Revenue from Dell’s powerful servers equipped to handle artificial intelligence tasks more than doubled from the previous quarter to $1.7 billion, Chief Operating Officer Jeff Clarke said in the statement. The backlog for those machines increased more than 30% quarter-over-quarter to $3.8 billion, he added.
But excitement around AI demand for Dell’s machines created high expectations for Thursday’s results. The shares dropped 18% to $139.56 at the close Friday in New York, the biggest single-day decline since Dell again became a public company in December 2018.
Dell’s stock had more than tripled over the past 12 months as investors have viewed the hardware maker as a beneficiary of demand for artificial intelligence. Large corporations increasingly need high-powered servers to train and run demanding generative AI tasks, which are sold by Dell and few other companies.
“Relative to very high expectations, Dell’s Q1 25 results were disappointing,” Toni Sacconaghi, an analyst at Sanford Bernstein, wrote. He pointed out that a decrease in adjusted operating margin in the quarter resurfaces “concerns that AI servers are being sold at near-zero margins.”
Dell expects the momentum from AI demand will continue through the year, Chief Financial Officer Yvonne McGill said on a conference call after the results were released.
The company raised its revenue outlook for the fiscal year ending in February 2025 to a range of $93.5 billion to $97.5 billion, an 8% increase at the mid-point, which would top analysts’ average estimate of a 7% gain. Adjusted profit will be about $7.65 a share, compared with the $7.70 average estimate.
Still, that outlook implies relatively flat AI server sales through the rest of the year, which “will cast some doubt on near-term competitiveness,” wrote Bloomberg Intelligence analyst Woo Jin Ho.

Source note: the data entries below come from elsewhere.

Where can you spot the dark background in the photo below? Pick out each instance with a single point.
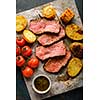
(21, 90)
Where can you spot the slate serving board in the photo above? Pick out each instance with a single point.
(59, 82)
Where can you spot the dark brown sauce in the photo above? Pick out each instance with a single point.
(41, 83)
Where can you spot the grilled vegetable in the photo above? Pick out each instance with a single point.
(27, 72)
(26, 51)
(18, 50)
(20, 41)
(77, 49)
(74, 67)
(74, 32)
(21, 23)
(33, 62)
(20, 61)
(29, 36)
(67, 15)
(48, 12)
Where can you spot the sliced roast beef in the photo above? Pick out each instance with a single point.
(55, 64)
(47, 39)
(42, 25)
(57, 49)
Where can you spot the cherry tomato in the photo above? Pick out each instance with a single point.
(20, 61)
(20, 41)
(18, 50)
(33, 62)
(27, 72)
(26, 51)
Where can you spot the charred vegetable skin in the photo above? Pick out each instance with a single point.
(67, 15)
(77, 49)
(74, 32)
(20, 61)
(74, 67)
(21, 23)
(26, 51)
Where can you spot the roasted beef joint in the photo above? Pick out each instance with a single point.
(48, 39)
(57, 49)
(42, 25)
(55, 64)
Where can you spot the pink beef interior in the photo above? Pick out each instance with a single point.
(47, 39)
(55, 64)
(57, 49)
(42, 25)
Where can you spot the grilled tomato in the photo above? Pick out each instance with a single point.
(33, 62)
(48, 12)
(20, 41)
(20, 61)
(27, 72)
(29, 36)
(21, 23)
(74, 67)
(74, 32)
(18, 50)
(26, 51)
(77, 49)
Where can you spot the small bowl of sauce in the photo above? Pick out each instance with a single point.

For its better-known business of selling personal computers, Dell reported $12 billion in revenue, little changed from the same period a year earlier. Sales of business PCs increased 3% to $10.2 billion, surprising analysts who expected a 2% drop.
The PC market had seen a historic decline over the last two years after many consumers, businesses and schools purchased laptops in the early months of the pandemic. In the first quarter, shipments picked up 1.5% — the first increase since the end of 2021 — industry analyst IDC said in April.
PC-makers have been hopeful those numbers signaled the end of the slump and that growth would accelerate in 2024 with the launch of machines equipped with a new version of Microsoft Corp.’s Windows software as well as hardware equipped with chips to handle artificial intelligence tools.
Dell’s primary PC competitor, HP Inc., reported signs of a recovering computer market Wednesday, sending its shares up 17% on Thursday. Like Dell, HP reported a bump in sales among its business customers rather than consumers.
Total sales at Dell’s infrastructure unit, which includes servers and networking and storage equipment, jumped 22% to $9.2 billion.